Prof Richard Oduor, Molecular Biologist and Registrar Research Kenyatta University said that mainstreaming Biotechnology in Africa will require national governments to invest in research, at least one percent of GDP as well as enhancing capacity building in new innovations that include gene editing, artificial intelligence, machine learning, precision Agriculture and remote sensing.

He added that supporting countries that do not have a regulatory framework to do so in order to support adoption of new technologies is also key while active knowledge creation through objective messaging that unlocks conventional beliefs is also important.

Prof.
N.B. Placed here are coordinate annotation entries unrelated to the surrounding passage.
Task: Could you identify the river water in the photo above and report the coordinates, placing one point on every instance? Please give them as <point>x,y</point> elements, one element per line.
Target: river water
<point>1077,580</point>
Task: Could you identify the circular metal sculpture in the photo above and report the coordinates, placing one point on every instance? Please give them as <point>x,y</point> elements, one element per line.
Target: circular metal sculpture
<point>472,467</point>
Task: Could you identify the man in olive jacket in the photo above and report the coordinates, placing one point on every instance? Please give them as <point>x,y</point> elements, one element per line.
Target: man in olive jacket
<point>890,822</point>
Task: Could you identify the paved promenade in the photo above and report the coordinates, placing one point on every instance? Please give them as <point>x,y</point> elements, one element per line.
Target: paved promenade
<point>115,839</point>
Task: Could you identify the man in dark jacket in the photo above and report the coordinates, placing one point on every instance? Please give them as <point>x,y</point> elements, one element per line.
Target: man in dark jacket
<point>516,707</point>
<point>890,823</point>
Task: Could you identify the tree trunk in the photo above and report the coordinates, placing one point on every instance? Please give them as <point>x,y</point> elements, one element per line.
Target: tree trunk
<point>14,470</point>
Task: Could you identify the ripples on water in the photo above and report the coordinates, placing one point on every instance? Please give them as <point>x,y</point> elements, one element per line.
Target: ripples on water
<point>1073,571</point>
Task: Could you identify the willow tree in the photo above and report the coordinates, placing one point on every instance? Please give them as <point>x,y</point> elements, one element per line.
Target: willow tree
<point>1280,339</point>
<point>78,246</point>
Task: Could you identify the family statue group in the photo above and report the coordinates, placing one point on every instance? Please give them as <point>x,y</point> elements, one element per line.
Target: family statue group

Richard Oduor, Molecular Biologist, Registrar Research Kenyatta University speaking during the conference

Oduor who is also chair Kenya University Biotechnology Consortium (KUBICO) told KNA, “there is a need to establish modern infrastructure that would support cutting edge research that is proprietary, solid government goodwill and also employing data, precision agriculture and digitalization of Agriculture through the entire value chain.”

Prof Abdullahi Mustapha, Director General and CEO, National Biotechnology Development Agency NABDA in Nigeria said governments should be more receptive to biotech and create an enabling platform to attract the private sector because as long as the private sector sees an opportunity to make returns from their investment, they will support biotechnology.

Dr Titus Alicai, Director of Research and Postgraduate Studies, National Agricultural Research Organisation (NARO), Uganda said that there is need to develop infrastructure for practice for the scientists because when they are trained and not engaged locally, they migrate to countries where they can get better opportunities.

Patience Koku, CEO, Replenish Farms in Nigeria said channels that are already established like the seed companies should be used as a pathway to ensure biotechnology and its products get down to the smallholder farmers because the farmers will always want the right product.

The week-long African Conference on Agricultural Technologies (ACAT) was officially opened by Agriculture and Livestock Cabinet Secretary Mithika Linturi who represented President William Ruto

In his speech President Ruto said that innovations and adoption of new technologies are essential for offering Africa resilience and global competitiveness.

The conference was running under the theme “Agricultural Resilience through Innovations”.